Но неожиданный поворот истории, благодаря которому Япония, проиграв войну, обрела больше, чем утратила, не обошелся без потерь. Где-то в лихорадочной неразберихе, по мере победного шествия демократии, исчез традиционный японский бордель, унеся с собой оригинальное восточное искусство любви и одно из редчайших творений — японскую гейшу.

Никто больше не хотел платить деньги за постигшее множество пленительных искусств и уловок тело женщины, за аристократическую улыбку, за тонкие замечания и несравненную остроту ума в игре в палочки. Деловые люди новой Японии были по горло заняты своими нынешними товарами и товарами, которые они вот-вот приобретут, так что, когда приходило время расслабиться, они предпочитали лежать на спинах в массажном кабинете, глядя сквозь пар в потолок, подсчитывать прибыли, подыскивать новые рынки, предаваться одиноким, величавым мечтаниям, пока уверенные руки невидимой женщины не покажутся в клубах пара и не станут ласкать их, быстро доводя процесс до победного завершения.

А иногда они ходили смотреть порнофильмы, с упоением вспоминая во время сеанса последнее посещение массажного салона и предвкушая новое.

По мере необходимости Мама приспосабливалась к временам. Она помнила фильмы, которые нагой клоун показывал в Шанхае перед войной, и воплотила эту идею в замысле Гостиной. И ветераны, которых она развлекала после войны — еще до того, как они приняли демократию и добились успеха, — конечно, не забывали крошечную хрупкую женщину, которая обеспечивала их, когда они сидели без гроша.

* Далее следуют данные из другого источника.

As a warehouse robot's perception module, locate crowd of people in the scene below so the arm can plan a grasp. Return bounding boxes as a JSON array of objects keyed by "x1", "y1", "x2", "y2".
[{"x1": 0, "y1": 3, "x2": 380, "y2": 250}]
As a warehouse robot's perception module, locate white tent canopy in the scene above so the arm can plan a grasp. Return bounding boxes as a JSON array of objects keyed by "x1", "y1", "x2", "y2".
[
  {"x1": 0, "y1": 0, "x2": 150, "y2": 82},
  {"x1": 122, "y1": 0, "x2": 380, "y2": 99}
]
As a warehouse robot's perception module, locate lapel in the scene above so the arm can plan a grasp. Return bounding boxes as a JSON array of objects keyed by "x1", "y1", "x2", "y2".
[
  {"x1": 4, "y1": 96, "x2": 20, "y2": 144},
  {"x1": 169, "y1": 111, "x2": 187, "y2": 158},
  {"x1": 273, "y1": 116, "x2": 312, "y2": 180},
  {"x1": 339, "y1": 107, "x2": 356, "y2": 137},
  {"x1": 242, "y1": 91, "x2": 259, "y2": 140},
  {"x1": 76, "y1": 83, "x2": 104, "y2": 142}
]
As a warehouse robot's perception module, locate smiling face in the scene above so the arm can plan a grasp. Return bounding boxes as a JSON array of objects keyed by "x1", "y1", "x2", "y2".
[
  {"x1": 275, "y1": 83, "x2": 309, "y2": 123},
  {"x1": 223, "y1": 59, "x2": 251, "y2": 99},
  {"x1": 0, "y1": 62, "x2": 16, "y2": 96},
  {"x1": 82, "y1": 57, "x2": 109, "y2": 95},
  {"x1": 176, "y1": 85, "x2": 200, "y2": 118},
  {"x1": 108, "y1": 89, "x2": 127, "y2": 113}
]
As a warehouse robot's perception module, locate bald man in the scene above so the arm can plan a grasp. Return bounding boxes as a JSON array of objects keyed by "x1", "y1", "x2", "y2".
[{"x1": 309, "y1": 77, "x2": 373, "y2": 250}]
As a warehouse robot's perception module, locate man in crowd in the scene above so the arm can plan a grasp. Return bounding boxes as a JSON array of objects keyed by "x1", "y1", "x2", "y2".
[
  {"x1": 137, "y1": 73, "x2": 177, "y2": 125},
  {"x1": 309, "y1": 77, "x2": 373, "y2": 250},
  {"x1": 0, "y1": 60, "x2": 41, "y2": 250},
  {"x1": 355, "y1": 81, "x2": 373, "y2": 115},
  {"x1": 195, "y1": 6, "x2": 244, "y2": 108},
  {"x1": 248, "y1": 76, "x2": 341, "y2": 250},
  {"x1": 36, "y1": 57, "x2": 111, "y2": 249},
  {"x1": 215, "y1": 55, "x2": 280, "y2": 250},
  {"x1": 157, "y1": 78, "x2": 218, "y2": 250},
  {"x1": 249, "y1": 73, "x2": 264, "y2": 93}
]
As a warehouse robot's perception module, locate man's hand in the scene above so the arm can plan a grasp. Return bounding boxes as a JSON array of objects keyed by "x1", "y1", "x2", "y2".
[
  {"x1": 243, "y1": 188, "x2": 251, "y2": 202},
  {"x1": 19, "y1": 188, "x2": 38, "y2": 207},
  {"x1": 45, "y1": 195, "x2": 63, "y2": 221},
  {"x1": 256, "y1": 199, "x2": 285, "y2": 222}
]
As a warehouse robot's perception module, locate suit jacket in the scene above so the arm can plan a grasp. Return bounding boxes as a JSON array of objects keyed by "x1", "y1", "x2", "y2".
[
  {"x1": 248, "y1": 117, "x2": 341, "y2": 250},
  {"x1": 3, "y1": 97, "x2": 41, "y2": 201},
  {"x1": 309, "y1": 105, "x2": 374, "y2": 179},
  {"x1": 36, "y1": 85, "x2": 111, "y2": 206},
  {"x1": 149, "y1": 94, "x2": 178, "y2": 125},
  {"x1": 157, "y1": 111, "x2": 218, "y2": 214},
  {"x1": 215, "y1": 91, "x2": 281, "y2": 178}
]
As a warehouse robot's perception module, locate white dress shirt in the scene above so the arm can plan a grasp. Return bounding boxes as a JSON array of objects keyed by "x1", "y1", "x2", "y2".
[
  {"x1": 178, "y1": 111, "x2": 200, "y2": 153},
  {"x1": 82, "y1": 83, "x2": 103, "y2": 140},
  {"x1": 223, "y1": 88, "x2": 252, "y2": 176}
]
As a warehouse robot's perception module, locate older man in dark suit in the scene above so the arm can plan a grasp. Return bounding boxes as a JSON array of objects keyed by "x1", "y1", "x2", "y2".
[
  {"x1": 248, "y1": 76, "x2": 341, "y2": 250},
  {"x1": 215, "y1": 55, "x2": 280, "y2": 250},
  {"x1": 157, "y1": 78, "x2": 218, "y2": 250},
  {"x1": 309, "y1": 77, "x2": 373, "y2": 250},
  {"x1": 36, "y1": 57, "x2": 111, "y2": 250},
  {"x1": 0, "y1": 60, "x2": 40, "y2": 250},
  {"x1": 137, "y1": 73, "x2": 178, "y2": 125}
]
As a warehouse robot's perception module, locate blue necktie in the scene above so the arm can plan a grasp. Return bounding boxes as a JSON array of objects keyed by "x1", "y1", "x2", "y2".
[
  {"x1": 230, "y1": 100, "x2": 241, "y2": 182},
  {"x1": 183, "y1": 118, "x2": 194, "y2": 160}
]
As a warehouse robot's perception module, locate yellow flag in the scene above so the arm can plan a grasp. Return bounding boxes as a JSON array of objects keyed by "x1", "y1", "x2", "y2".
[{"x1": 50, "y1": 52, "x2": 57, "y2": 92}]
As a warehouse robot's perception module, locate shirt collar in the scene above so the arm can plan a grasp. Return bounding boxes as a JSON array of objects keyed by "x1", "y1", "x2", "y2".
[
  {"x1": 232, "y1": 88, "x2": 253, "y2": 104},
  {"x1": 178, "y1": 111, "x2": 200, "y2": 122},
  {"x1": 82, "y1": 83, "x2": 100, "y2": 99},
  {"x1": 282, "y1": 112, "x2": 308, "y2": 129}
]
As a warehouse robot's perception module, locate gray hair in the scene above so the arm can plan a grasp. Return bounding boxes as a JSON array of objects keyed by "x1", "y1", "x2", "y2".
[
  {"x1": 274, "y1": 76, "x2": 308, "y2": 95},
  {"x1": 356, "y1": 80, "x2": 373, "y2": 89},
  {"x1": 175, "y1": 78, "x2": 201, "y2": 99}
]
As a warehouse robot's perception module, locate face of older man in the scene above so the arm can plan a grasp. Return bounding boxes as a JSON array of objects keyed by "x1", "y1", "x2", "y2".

Они помнили и возвращались, в благодарность оставляя крупные суммы денег в ночном клубе Мамы, самом известном злачном месте в Азии, — в клубе, который стал почти такой же легендой, как и его загадочная владелица, крохотная старушка, милосердие и сострадание которой были столь велики, что многие думали: «А вдруг она — новое воплощение бодхисатвы Каннон?»

Война, катастрофы, беспорядки. Несмотря на все это, Мама следовала путем Дао.

И теперь, совсем недавно, к старости, она нашла то убежище, к которому стремилась всегда, тихий храм, где можно медитировать на восходе, высоко над Императорским рвом и Императорским дворцом. Оттуда она иногда нисходила в мир, что лежал внизу, лишь изредка, чтобы обрести мелкое, преходящее богатство, награду или честь, а потом возвращалась в свой настоящий дом высоко над городом, в духовный храм, стоящий на спине мифического дракона, который вел ее через годы утрат и любви.